CORRECTION: no! for time series, use just the end

yes but we need to use the same seed. if we don't use the same seed / keep the data in the validation vs. training set, we'll train on it and will essentially memorize the validation set

✅ What is overfitting? Provide an example.

i could draw it out but basically; we pick up on things that are too specific in the training set vs. gaining genrealizable things. basically we learn how to recognize the exact examples in validation set vs. things beyond it; we "memorize" the examples instead of the patterns

✅ What is a metric? How does it differ from "loss"?

loss is usually stochastic gradient descent; things that are good for automatically updating weights

metrics are for human consumption

✅ How can pretrained models help?

they are mostly trained and work on relevant examples!

lots of tasks are the same across many examples, and allows us to use smaller training sets to finetune

✅ What is the "head" of a model?

last layer that is added for classification in the dataset

✅ What kinds of features do the early layers of a CNN find? How about the later layers?

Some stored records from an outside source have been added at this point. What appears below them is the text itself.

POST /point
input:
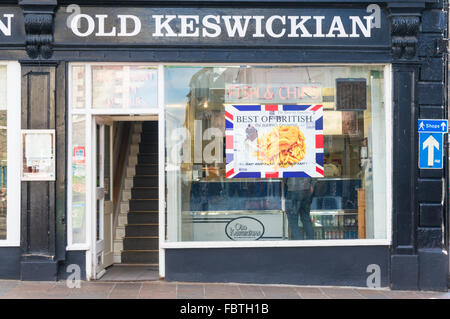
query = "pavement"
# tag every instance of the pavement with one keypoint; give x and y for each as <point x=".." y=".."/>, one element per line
<point x="159" y="289"/>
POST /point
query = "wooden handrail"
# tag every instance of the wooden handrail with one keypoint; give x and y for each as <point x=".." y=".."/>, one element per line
<point x="121" y="161"/>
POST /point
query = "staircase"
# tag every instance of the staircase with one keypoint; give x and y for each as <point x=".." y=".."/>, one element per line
<point x="140" y="238"/>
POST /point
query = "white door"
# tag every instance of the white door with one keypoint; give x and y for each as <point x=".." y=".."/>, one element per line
<point x="102" y="203"/>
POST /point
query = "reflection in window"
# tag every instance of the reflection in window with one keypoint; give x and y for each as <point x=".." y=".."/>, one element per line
<point x="78" y="87"/>
<point x="204" y="202"/>
<point x="3" y="153"/>
<point x="78" y="179"/>
<point x="124" y="87"/>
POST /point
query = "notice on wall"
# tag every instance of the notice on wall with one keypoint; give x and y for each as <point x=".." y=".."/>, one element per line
<point x="38" y="149"/>
<point x="274" y="141"/>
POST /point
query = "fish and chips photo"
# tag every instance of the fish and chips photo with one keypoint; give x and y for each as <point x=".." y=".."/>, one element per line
<point x="282" y="146"/>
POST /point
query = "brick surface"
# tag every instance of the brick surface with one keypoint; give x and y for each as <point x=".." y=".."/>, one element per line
<point x="251" y="292"/>
<point x="157" y="290"/>
<point x="170" y="290"/>
<point x="341" y="293"/>
<point x="273" y="292"/>
<point x="311" y="293"/>
<point x="186" y="291"/>
<point x="218" y="291"/>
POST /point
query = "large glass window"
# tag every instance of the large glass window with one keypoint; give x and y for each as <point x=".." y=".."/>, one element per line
<point x="124" y="87"/>
<point x="275" y="153"/>
<point x="10" y="163"/>
<point x="3" y="153"/>
<point x="78" y="179"/>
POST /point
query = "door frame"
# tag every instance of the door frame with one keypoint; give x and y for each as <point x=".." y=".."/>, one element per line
<point x="89" y="112"/>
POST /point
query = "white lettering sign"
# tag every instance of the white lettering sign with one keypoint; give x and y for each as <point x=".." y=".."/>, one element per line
<point x="6" y="28"/>
<point x="211" y="26"/>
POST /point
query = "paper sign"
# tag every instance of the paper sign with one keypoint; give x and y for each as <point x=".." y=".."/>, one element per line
<point x="274" y="141"/>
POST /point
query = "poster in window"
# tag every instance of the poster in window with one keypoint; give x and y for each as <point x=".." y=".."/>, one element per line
<point x="38" y="150"/>
<point x="274" y="141"/>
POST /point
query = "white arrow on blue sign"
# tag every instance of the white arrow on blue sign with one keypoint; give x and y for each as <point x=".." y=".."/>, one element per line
<point x="430" y="150"/>
<point x="436" y="126"/>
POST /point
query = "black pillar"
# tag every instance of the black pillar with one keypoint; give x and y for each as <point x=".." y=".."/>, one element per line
<point x="42" y="215"/>
<point x="419" y="259"/>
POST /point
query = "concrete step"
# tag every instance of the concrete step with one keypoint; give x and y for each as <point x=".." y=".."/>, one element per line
<point x="145" y="192"/>
<point x="141" y="243"/>
<point x="141" y="230"/>
<point x="146" y="181"/>
<point x="147" y="169"/>
<point x="143" y="204"/>
<point x="131" y="171"/>
<point x="140" y="256"/>
<point x="120" y="232"/>
<point x="118" y="246"/>
<point x="126" y="194"/>
<point x="145" y="217"/>
<point x="122" y="219"/>
<point x="149" y="146"/>
<point x="135" y="138"/>
<point x="148" y="158"/>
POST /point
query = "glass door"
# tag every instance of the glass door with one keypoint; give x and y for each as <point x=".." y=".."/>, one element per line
<point x="99" y="202"/>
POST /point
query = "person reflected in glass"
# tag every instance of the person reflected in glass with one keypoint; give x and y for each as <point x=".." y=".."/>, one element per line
<point x="299" y="194"/>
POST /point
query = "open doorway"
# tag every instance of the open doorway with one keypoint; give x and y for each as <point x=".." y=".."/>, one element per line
<point x="125" y="203"/>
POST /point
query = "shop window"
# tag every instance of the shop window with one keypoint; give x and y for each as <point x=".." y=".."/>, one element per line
<point x="3" y="153"/>
<point x="78" y="196"/>
<point x="275" y="153"/>
<point x="124" y="87"/>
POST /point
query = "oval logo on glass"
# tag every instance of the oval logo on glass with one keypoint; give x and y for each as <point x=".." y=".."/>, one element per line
<point x="244" y="228"/>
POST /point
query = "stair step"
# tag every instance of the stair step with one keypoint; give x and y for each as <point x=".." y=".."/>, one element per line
<point x="151" y="217"/>
<point x="146" y="181"/>
<point x="148" y="158"/>
<point x="141" y="243"/>
<point x="145" y="192"/>
<point x="147" y="169"/>
<point x="141" y="230"/>
<point x="144" y="204"/>
<point x="149" y="126"/>
<point x="148" y="146"/>
<point x="140" y="256"/>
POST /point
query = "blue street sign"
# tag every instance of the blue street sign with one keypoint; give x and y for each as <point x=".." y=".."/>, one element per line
<point x="437" y="126"/>
<point x="430" y="150"/>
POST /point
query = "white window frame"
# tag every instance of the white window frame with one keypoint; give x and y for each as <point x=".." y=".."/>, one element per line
<point x="13" y="122"/>
<point x="304" y="243"/>
<point x="89" y="112"/>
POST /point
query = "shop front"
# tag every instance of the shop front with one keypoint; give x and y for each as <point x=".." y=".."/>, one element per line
<point x="257" y="143"/>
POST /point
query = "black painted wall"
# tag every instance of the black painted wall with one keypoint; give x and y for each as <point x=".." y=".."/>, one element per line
<point x="340" y="266"/>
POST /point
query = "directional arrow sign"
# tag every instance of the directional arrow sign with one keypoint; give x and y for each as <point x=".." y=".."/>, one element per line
<point x="431" y="143"/>
<point x="430" y="150"/>
<point x="434" y="126"/>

usually the most general; edges, corners, etc

later layers are way more complex

✅ Are image models only useful for photos?

nope! can make other things into images, like audio waveforms and stuff

✅ What is an "architecture"?

NIT: structure

the configuration of the neural network; i.e. the number of layers, how densely connected they are

✅ What is segmentation?

models that can recognize the content of every individual pixel in an image

✅ What is y_range used for? When do we need it?

the possible range for our target

used for tabular tasks, when we are using a regression model

✅ What are "hyperparameters"?

"parameters about the parameters" - i.e. number of layers, number of weights, etc

❌ What's the best way to avoid failures when using AI in an organization

use a test set!

NIT: simple baseline metric to beat!